Lassa Fever is an acute viral haemorrhagic illness that is endemic in some countries of West Africa. For example, Benin, Ghana, Guinea, Liberia, Mali, Sierra Leone, and Nigeria. The overall case-fatality rate of Lassa Fever is 1%. The number of Lassa virus infections per year in West Africa is estimated at 100,000 to 300,000, with approximately 5,000 deaths. Unfortunately, such estimates are crude, because surveillance for cases of the disease is not uniformly performed. In some areas of Sierra Leone and Liberia, it is known that 10%-16% of people admitted to hospitals every year have Lassa fever, which indicates the serious impact of the disease on the population of this region.

The incubation period of Lassa fever ranges from 2-21 days. It is transmitted to humans via content with items (food or household) contaminated with infected rodent urine or faeces. Person-to-person transmission may occur after exposure to virus in the blood, tissue, secretions, or excretions of a Lassa virus-infected individual. In hospital lacking adequate infection control measures, person to person infections is possible. Case fatality rate among hospitalized patients with severe cases of Lassa fever is 15%.
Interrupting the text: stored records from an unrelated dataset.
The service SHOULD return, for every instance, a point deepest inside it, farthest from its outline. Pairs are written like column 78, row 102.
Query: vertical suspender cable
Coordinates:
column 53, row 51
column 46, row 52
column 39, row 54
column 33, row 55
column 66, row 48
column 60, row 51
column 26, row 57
The signs and symptoms of Lassa Fever is usually gradual. It starts with fever general weakness, and malaise. After a few days, headache, sore throat, muscle pain, chest pain, nausea, vomiting, diarrhoea, cough, and abdominal pain may follow. In severe cases facial swelling, fluid in the lung cavity, bleeding from the mouth, nose, vagina or gastrointestinal tract and low blood pressure may develop. Deafness occurs in 25% of patients who survive the disease. In half of these cases, hearing returns partially after 1-3 months. Death usually occurs within 14 days of onset in fatal cases. About 80% of people who become infected with Lassa virus have no symptoms.

Ribavirin, an antiviral drug, has been used with success in Lassa fever patients. Patients should also receive early supportive care with rehydration and symptomatic treatment. Primary transmission of the Lassa virus from its host to humans can be prevented by avoiding contact with Mastomys rodents, putting food away in rodent-proof containers and keeping the home clean help to discourage rodents from entering homes. When caring for patients with Lassa fever, further transmission of the disease through person-to-person contact or nosocomial routes can be avoided by taking preventive precautions against contact with patient secretions.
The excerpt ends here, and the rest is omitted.